- Associated Press - Tuesday, May 23, 2017

COLUMBIA, S.C. (AP) - A Republican South Carolina lawmaker charged with lobbing for clients while in office said Tuesday outside a courtroom that his prosecution was a politically motivated feud. Inside the courtroom, his lawyers argued to kick the prosecutor off the case.

Former Majority Leader Rick Quinn Jr. pointed out that Solicitor David Pascoe, elected as a Democrat, has indicted only four Republican lawmakers during a nearly three-year investigation into Statehouse corruption. He called Pascoe “a Democrat prosecutor who wants to be the Republican attorney general.”

“If Mr. Pascoe really believed there was illegal activity, I’m curious as to why he hasn’t indicted Democrats who did the very same thing I did as majority leader - not the least of which is reporting. We all report the same,” Quinn said.

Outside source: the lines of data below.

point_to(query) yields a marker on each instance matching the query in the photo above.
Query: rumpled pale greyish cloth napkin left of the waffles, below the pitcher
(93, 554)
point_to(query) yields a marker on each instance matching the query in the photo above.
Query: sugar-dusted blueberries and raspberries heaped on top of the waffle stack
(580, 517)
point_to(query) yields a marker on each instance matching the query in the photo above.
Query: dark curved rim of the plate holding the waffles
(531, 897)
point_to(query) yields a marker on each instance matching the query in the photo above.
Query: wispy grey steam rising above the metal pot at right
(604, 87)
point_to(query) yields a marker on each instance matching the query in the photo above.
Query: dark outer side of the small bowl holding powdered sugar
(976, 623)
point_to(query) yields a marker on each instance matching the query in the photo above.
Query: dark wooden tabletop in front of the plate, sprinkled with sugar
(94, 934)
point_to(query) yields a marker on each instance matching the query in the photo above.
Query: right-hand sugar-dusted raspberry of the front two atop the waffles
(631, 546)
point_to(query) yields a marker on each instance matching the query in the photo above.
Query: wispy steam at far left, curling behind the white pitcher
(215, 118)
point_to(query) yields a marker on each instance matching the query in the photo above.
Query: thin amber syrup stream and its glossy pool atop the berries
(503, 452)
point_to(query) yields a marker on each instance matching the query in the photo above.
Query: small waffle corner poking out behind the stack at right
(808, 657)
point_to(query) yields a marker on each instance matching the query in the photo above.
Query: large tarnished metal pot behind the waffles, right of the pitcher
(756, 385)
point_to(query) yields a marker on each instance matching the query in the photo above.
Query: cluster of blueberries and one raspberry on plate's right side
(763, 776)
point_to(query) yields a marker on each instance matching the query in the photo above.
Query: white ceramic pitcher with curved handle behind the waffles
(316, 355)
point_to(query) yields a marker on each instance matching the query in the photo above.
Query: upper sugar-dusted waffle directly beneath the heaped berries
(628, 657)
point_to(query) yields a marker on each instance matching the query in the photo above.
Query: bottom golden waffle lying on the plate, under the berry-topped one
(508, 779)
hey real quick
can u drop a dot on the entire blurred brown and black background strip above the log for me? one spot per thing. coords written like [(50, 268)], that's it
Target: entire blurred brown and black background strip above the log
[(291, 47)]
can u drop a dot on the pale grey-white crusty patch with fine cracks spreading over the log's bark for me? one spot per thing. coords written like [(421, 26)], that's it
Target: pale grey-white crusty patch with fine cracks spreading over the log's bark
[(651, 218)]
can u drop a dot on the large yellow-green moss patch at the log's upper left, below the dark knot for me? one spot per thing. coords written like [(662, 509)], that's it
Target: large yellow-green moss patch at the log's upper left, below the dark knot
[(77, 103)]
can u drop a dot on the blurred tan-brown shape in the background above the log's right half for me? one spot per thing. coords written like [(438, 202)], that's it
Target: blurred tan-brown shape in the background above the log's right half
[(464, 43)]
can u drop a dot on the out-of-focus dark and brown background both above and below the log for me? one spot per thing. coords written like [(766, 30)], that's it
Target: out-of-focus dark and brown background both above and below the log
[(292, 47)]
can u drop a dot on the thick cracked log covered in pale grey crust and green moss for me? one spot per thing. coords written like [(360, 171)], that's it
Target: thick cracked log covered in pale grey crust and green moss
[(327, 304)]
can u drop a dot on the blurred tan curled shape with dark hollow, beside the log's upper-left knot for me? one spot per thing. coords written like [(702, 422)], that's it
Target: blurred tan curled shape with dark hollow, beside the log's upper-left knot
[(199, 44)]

Inside the courtroom, Quinn’s lawyers were trying to get a judge to remove Pascoe from the case, arguing the prosecutor saw documents seized in a raid on a business run by Quinn’s father that were from the father and son’s attorneys - communication that is constitutionally protected from law enforcement in a criminal case.

Pascoe vigorously denied looking at anything he was not supposed to see, saying his investigation has been stalled somewhat for 82 days because he wanted to be extra careful with the documents collected because he figured there would be a challenge.

After listening to several hours of testimony, Circuit Judge Knox McMahon gave both sides two weeks to submit written arguments before he would rule.

The arguments came in a case that has seen one conviction and three pending trials and has been filled with political intrigue. The millions of dollars collected and spent by the Quinns on clients’ behalf have become central to the probe. Richard Quinn Sr., a veteran GOP strategist, owns consulting and marketing firms. Rep. Rick Quinn, also a political consultant, owns a direct-mail business. The Quinns have long contended they keep their businesses and clients separate. But last week’s indictment against Quinn Jr. alleges he has an economic interest in all of them. His father has not been charged.

A longtime client of Quinn Sr. is Attorney General Alan Wilson, who turned the investigation over to Pascoe in 2014 when then-House Speaker Bobby Harrell was indicted because he was worried about a conflict of interest. Wilson unsuccessfully fought to get the probe back under his control when Pascoe sought to expand it to other lawmakers.

“I believe my family is a victim of really a feud between the two of them,” Quinn Jr. said.

The younger Quinn was indicted on two counts of misconduct in office last week. Pascoe said in court Tuesday the Quinns’ firms accepted nearly $4.6 million from huge South Carolina companies and institutions including utility SCANA, the University of South Carolina and the State Ports Authority and didn’t report the income and lobbied on the company’s interests while voting on their behalf.

The indictments also said when Quinn was majority leader from 1999 to 2004, he sent more than $270,000 in business from the House Republican Caucus to his and his father’s firms. Quinn’s lawyers said he sought opinions from the attorney general and House lawyers who said that activity was legal.

Pascoe argued to stay on the case. The State Law Enforcement Division agent who supervised a raid on the Quinns’ business in Columbia in March testified he told any agent who saw a document that looked in any way like it was addressed to or came from a lawyer to give it to him and he sealed it in an envelope. Four other agents gave similar testimony.

Pascoe said he assigned two other solicitors that haven’t been associated with the case so far to work on a “taint team” to review the documents so he wouldn’t see anything he shouldn’t.

Questioning from Quinn lawyers indicate they think SLED agent Richard Gregory and others were sloppy and Pascoe saw documents between them and the Quinns.